Quick introduction to Pandas

This tutorial will serve as a quick introduction to Pandas for handling CSV data.
CSV data is the most common format for storing and distributing structured data.
Many Machine Learning datasets are distributed as CSV datafiles.
After going through this tutorial, you will able to handle CSV files as input for your neural networks.


Install Pandas

pip install pandas

Reading a CSV with Pandas

import pandas as pd
df = pd.read_csv('heart.csv')


The read_csv() function helps us to read the CSV data from a file and into a DataFrame in our program.

Printing first few rows of a Dataframe


The head() command returns the first 5 rows of the DataFrame.

Selecting a single column

age_column = df['age']

If the name of our column is “age”, we can select that column in the above way.

Selecting certain rows and certain columns

age_and_sex = df.iloc[0:10, 0:2]

If we want to select only the first 10 rows and the first 2 columns, we can do it with the iloc command. The slicing values are separated by a comma (first the row slicing, and then the column slicing).

Getting only the unique values in a column

cp_values = df['cp'].unique()

After selecting a column, if we apply the unique() command, then only the unique values are returned (without repetition).

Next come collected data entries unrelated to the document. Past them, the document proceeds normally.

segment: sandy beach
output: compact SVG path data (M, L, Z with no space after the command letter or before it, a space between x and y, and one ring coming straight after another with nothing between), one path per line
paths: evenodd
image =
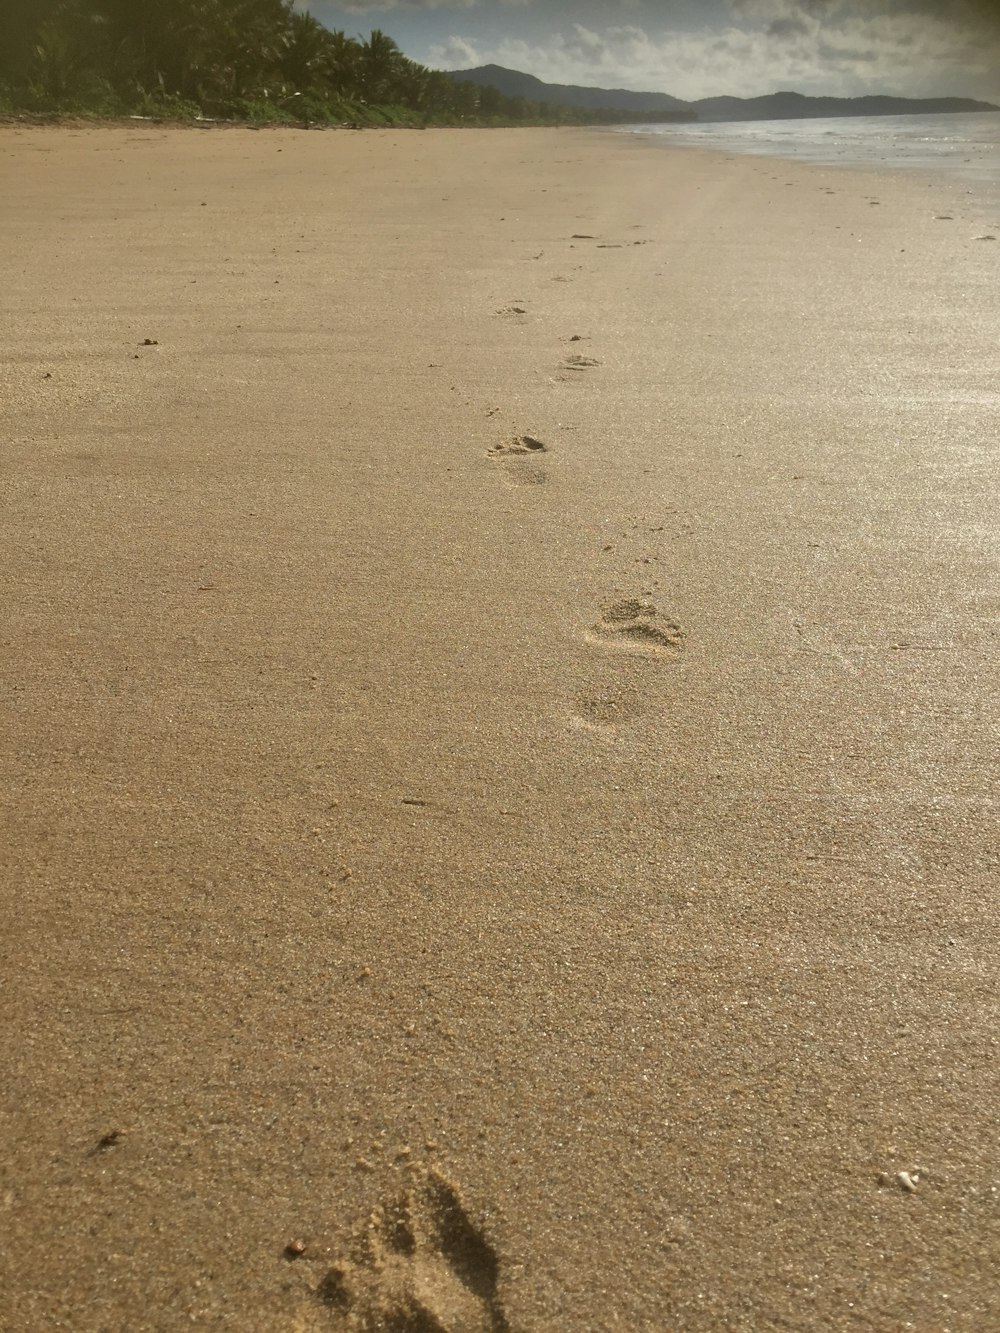
M0 127L4 1333L1000 1328L984 210Z

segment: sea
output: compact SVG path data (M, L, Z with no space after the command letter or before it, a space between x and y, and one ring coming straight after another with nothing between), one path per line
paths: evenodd
M671 145L823 166L933 171L1000 198L1000 112L700 121L616 127Z

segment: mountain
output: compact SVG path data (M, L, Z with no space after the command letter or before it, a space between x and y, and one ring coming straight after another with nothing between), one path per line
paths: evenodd
M481 88L496 88L505 97L526 97L530 102L558 102L599 111L690 111L691 104L669 93L633 93L627 88L581 88L574 83L543 83L503 65L451 70L451 77Z
M945 115L957 111L998 111L971 97L805 97L769 93L766 97L702 97L692 102L699 120L797 120L809 116Z
M696 116L698 120L791 120L809 116L906 116L920 113L942 115L956 111L1000 111L991 102L970 97L806 97L802 93L768 93L765 97L702 97L682 102L669 93L636 93L627 88L583 88L572 83L543 83L533 74L522 74L502 65L480 65L476 69L451 71L453 79L496 88L507 97L526 97L532 102L557 102L562 106L601 111L630 111Z

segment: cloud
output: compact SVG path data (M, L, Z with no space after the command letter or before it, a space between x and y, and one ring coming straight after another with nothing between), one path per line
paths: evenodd
M434 48L433 64L438 69L475 69L487 63L464 37L449 37Z
M772 19L767 25L768 37L805 37L809 33L809 24L803 18Z
M595 30L574 23L544 40L465 41L463 46L466 66L504 65L549 83L660 90L676 97L700 97L734 85L738 85L737 90L751 91L738 71L752 54L756 39L733 28L722 37L724 49L710 49L719 40L717 33L657 38L633 24ZM449 68L447 56L455 41L452 38L433 48L430 63ZM706 78L708 71L710 80Z
M647 19L607 27L568 23L533 40L456 35L431 50L430 63L444 69L493 63L551 83L692 100L784 88L839 97L1000 96L1000 25L990 27L979 0L954 0L946 17L930 0L729 0L728 8L728 20L695 31L656 28ZM954 22L957 10L967 23Z
M823 24L877 21L883 18L935 19L957 34L970 30L1000 35L997 0L726 0L729 12L751 23L798 22L814 19Z
M326 6L322 0L296 0L296 4L305 4L312 10L337 9L344 14L372 14L388 10L419 12L428 9L482 9L492 3L499 3L504 8L519 9L531 3L531 0L330 0Z
M370 14L390 9L475 9L479 0L338 0L345 14Z

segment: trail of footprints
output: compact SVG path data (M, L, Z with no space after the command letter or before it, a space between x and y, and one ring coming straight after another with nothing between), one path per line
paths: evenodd
M578 232L572 240L596 240L596 237ZM634 241L632 244L644 245L647 242ZM622 247L602 243L598 248ZM498 315L505 317L520 317L527 313L526 306L521 302L497 311ZM579 343L583 340L580 334L573 334L567 341ZM570 373L557 373L555 378L572 380L576 375L586 373L600 364L597 357L570 352L562 358L558 367L559 372ZM486 456L500 467L504 479L510 485L539 485L549 479L548 470L539 463L541 455L547 453L548 448L545 441L537 436L517 435L487 449ZM649 558L643 562L651 563ZM642 668L650 663L669 661L684 647L683 629L676 620L660 611L649 593L619 596L607 602L601 607L597 620L584 631L583 637L591 645L615 658L613 664L605 661L597 673L595 683L578 691L572 701L571 721L587 730L614 730L640 718L646 711L645 700L649 694L649 679L643 676Z
M430 1170L376 1208L315 1289L314 1328L343 1333L510 1333L496 1252Z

Replacing string values with integer values

mapping = {'male': 0, 'female': 1}
df = df.replace(mapping)

The replace() function replaces the values in the DataFrame according to the mapping.

Converting to numpy array

age_and_sex = age_and_sex.to_numpy()

The to_numpy() command converts the DataFrame to a Numpy Array. We can use this Numpy array as input to out Neural Network.

Shuffling the rows

df = df.sample(frac=1)

The sample() method returns some rows from the DataFrame in a random order. If frac = 0.5, then half the rows are returned in a random order. If frac = 1, all the rows are returned in a random order.